19 June 2017

  • Prices in Chicago are mixed today as markets appear to have returned to their previous ranges. Wheat is at the top of its range as funds continue to cover their short positions, however corn having covered the majority of the structural and longer term short position has the potential to ease lower. Adverse weather conditions will be required if funds are to turn net long on a large scale. Traders are looking for improved crop ratings tonight on the back of rain last week.

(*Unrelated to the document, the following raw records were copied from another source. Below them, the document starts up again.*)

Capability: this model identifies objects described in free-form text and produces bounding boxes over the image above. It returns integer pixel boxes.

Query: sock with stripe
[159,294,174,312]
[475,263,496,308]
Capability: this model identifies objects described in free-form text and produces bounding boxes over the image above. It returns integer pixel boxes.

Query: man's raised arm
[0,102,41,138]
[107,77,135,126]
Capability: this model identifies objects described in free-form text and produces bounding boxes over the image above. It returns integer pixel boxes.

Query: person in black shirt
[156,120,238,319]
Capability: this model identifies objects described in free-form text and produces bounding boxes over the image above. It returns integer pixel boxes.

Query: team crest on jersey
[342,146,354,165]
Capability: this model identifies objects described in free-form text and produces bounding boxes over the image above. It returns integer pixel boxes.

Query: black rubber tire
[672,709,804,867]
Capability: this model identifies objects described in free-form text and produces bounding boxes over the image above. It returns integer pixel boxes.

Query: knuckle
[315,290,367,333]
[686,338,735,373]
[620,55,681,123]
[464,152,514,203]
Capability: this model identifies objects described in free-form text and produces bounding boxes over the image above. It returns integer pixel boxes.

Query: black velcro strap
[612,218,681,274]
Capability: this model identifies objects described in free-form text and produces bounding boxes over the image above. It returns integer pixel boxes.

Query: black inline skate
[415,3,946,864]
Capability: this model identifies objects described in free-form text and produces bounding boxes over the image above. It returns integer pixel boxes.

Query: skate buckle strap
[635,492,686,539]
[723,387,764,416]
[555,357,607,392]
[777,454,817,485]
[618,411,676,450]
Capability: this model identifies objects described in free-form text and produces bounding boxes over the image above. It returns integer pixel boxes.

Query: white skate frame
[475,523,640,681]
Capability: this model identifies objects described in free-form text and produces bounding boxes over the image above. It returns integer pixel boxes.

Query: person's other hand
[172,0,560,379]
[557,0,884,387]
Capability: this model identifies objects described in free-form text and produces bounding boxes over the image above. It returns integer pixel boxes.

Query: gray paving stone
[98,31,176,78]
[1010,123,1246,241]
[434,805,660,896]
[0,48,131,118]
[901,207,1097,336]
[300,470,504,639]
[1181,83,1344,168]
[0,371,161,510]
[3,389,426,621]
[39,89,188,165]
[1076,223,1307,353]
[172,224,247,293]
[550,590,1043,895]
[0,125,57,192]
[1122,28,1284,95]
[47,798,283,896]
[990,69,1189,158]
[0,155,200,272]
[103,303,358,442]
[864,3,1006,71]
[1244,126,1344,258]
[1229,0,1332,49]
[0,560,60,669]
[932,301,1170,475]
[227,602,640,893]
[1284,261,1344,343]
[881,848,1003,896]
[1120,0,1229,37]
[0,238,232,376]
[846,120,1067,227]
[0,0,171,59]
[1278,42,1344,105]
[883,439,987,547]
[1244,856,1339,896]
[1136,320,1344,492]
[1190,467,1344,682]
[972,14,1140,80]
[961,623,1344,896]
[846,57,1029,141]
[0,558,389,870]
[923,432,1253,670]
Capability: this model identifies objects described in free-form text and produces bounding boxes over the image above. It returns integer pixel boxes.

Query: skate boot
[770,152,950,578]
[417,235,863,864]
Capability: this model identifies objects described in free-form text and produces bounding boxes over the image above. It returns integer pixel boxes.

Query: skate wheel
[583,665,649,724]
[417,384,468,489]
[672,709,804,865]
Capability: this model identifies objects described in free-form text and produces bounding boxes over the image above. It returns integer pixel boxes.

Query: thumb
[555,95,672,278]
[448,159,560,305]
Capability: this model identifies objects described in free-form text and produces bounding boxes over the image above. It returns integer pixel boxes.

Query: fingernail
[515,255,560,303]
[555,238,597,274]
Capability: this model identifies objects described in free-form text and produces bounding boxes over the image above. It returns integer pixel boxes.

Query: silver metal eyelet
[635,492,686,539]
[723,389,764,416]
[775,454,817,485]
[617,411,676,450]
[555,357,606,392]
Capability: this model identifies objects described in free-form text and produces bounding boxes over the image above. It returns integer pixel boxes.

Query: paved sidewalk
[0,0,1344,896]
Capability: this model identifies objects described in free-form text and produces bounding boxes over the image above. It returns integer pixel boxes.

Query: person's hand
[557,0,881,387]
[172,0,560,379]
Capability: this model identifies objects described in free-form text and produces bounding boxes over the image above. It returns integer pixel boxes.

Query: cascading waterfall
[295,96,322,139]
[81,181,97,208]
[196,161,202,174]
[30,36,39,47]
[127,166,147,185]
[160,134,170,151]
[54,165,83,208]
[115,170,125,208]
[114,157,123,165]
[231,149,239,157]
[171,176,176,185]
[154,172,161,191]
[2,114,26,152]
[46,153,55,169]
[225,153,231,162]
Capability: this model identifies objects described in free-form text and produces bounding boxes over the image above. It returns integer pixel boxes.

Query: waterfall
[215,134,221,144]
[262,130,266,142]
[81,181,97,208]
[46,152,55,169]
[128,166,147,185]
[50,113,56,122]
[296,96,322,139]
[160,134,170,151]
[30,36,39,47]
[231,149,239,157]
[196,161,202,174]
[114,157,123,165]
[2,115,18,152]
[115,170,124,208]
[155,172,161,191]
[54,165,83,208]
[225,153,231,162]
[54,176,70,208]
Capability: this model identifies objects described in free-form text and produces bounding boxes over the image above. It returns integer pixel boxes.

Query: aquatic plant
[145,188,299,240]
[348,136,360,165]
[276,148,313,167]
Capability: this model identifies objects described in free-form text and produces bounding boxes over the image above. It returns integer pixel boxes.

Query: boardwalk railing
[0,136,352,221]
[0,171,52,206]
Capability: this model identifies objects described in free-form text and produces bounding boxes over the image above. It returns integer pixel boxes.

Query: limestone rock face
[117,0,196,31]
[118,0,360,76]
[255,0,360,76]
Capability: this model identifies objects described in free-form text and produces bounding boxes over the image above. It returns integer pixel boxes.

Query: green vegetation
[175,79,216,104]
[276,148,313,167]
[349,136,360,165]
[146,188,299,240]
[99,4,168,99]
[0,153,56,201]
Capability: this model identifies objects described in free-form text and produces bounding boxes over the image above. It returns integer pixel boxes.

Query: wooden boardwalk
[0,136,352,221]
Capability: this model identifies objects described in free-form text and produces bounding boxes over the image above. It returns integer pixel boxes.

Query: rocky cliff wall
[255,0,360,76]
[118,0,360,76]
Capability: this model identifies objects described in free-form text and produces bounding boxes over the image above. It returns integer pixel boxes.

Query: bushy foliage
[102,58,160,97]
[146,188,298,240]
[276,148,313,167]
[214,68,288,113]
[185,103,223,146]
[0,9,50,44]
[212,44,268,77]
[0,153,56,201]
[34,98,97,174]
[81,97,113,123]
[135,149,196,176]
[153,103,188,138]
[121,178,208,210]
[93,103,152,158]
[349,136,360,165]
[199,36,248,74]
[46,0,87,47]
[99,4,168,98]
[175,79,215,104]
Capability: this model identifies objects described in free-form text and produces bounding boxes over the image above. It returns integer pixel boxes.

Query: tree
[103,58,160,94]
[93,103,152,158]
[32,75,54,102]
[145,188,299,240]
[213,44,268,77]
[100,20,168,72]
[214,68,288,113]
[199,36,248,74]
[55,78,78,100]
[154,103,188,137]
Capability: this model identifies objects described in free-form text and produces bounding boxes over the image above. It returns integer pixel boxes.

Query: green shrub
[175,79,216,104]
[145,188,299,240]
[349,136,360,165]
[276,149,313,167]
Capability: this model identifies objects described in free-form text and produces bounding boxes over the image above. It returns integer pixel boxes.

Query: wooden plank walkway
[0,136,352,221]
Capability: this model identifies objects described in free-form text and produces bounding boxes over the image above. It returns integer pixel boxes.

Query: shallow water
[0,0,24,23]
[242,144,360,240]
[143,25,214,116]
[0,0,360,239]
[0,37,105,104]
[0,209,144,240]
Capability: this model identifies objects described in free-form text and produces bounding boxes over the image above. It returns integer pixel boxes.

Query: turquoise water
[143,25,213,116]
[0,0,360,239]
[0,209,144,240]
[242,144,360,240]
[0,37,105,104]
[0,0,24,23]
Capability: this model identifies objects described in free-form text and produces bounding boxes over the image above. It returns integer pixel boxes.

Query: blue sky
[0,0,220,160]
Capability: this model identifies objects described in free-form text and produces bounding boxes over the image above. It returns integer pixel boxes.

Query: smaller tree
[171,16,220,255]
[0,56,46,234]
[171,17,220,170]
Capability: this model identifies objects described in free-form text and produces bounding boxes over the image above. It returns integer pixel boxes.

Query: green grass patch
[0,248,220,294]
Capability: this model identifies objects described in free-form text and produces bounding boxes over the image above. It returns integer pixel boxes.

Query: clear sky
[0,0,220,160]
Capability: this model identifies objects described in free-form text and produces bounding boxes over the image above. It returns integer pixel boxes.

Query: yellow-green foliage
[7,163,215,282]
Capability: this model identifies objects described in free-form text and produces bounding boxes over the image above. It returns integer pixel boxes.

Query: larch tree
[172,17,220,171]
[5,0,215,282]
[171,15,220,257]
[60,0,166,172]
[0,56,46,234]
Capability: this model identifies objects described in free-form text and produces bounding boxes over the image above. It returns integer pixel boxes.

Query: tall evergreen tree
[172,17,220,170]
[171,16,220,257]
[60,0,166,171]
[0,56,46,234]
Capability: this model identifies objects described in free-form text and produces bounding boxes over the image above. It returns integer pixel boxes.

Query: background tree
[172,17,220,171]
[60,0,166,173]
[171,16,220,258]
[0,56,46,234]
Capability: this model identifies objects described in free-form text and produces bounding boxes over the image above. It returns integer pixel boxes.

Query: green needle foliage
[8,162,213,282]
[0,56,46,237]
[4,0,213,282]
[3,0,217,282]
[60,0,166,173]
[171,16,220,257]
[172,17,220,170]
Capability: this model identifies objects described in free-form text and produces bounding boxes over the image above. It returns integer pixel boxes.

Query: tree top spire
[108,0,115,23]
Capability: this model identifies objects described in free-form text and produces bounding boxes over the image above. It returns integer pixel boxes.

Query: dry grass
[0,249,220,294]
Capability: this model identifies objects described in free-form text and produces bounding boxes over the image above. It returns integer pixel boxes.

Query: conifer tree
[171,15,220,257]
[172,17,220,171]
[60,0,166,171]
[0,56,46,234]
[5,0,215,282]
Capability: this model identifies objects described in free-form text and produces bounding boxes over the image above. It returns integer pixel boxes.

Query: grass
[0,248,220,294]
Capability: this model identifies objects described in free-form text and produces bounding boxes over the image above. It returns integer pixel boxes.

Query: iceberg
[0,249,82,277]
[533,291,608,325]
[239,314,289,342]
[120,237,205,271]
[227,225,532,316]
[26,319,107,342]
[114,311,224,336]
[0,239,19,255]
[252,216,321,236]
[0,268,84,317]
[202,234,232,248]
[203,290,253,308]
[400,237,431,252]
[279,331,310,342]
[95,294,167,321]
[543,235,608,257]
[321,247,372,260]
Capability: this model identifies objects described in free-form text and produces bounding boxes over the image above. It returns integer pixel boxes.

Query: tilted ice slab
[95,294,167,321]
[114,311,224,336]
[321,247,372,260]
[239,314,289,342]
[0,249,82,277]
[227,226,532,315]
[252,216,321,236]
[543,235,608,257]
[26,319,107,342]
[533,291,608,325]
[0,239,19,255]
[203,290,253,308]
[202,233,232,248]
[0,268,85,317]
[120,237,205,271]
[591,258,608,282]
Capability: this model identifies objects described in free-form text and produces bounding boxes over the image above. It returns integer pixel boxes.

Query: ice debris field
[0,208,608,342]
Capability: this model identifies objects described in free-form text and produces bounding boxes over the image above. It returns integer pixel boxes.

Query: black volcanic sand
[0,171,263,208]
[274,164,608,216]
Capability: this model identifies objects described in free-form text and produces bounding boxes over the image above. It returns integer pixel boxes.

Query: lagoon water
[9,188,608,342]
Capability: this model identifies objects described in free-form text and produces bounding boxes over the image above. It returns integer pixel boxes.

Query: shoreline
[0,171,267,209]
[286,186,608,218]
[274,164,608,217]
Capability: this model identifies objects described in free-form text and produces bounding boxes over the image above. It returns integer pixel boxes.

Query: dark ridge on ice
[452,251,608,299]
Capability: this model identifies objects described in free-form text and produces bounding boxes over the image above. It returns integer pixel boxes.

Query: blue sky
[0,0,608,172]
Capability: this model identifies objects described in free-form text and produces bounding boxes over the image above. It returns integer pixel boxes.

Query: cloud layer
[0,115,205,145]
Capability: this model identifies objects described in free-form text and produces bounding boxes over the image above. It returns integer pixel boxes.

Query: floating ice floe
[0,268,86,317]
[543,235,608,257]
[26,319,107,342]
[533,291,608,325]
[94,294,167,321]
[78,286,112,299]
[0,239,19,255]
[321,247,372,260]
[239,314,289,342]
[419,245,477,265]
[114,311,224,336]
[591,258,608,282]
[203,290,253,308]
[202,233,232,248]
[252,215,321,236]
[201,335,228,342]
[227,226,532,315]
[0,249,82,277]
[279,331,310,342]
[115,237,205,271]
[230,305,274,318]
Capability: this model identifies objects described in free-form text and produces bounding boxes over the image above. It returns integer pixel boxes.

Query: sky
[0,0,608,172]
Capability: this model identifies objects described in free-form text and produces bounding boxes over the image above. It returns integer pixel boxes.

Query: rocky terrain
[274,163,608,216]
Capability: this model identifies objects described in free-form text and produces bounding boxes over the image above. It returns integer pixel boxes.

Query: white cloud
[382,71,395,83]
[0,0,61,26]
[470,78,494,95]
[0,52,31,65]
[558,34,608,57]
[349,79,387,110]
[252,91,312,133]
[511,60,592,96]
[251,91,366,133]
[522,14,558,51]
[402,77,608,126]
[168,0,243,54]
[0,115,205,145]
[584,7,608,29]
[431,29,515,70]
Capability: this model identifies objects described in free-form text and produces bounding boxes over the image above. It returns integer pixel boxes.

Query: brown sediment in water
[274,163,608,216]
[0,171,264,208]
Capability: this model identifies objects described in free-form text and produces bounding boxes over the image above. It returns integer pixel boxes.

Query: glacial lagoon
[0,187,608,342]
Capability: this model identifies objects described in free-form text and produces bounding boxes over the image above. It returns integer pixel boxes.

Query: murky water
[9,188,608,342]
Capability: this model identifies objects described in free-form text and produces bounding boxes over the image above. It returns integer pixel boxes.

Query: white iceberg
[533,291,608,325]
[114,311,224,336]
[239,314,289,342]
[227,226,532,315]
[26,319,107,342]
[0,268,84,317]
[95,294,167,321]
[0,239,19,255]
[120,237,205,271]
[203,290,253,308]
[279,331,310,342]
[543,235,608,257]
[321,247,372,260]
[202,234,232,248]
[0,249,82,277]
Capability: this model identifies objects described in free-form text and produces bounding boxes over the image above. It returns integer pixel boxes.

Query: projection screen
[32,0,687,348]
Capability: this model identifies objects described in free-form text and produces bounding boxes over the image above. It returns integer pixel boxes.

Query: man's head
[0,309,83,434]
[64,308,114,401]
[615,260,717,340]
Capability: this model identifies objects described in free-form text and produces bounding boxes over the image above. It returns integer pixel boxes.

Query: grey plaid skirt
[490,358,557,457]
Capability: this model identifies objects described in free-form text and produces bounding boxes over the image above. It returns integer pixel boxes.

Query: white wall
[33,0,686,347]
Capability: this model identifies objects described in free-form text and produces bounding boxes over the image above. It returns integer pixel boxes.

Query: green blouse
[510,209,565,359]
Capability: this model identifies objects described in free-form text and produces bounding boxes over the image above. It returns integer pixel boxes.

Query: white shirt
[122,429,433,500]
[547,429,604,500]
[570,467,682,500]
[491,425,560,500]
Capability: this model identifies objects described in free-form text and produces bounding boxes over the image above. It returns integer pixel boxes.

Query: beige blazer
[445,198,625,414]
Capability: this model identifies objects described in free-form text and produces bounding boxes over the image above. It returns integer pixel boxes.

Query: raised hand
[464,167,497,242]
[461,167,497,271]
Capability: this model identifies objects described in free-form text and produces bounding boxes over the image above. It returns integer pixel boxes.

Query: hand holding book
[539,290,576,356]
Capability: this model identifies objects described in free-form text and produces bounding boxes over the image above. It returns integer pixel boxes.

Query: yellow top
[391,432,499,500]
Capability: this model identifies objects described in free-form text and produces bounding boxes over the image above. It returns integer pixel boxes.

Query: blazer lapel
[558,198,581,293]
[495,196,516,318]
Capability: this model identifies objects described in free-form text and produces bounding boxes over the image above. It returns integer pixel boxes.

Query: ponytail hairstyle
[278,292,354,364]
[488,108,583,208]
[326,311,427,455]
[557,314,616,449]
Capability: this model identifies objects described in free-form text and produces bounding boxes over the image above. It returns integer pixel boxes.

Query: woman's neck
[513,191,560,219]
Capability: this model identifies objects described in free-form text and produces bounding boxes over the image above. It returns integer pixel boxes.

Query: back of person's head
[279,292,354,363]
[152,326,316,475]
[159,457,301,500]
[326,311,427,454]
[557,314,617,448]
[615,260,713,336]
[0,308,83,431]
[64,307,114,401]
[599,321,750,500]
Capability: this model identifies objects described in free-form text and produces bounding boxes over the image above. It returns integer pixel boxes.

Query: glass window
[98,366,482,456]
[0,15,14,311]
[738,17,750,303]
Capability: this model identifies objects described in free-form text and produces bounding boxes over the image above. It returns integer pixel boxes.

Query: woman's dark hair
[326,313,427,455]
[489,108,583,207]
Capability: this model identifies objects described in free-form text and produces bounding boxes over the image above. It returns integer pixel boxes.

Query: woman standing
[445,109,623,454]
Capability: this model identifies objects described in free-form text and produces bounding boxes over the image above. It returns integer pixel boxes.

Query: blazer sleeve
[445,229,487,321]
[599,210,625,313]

  • EU wheat harvest estimates are in decline, but depending on who you talk to, the size of the decline varies. Some peg losses at no more than 1-2 million mt while others see the loss at 3-4 million. WASDE pegged the EU wheat crop at 150.75 million mt in the June report, so most see the crop as ranging from 149-147 million mt compared to last year’s harvest of 145.5 million. Remember, WASDE sees EU wheat opening stocks at just 11 million mt, which would likely reduce 2017/18 exports to 28-29 million mt. The EU corn crop size is also critical this year to determine the amount of wheat needed for feed. Losses of the EU corn crop cannot be tolerated without Black Sea corn imports, clearly feed supplies within the EU are tightening.
  • Heat and dryness is embryonic across the Plains and growers are concerned that it will shift east with time. Not everyone in the Midwest received good rains last week and the forecast is not offering much relief over the next ten days. June will end up being drier and warmer than normal, making July weather highly important to US corn yields. It is still far too early to turn overly bearish.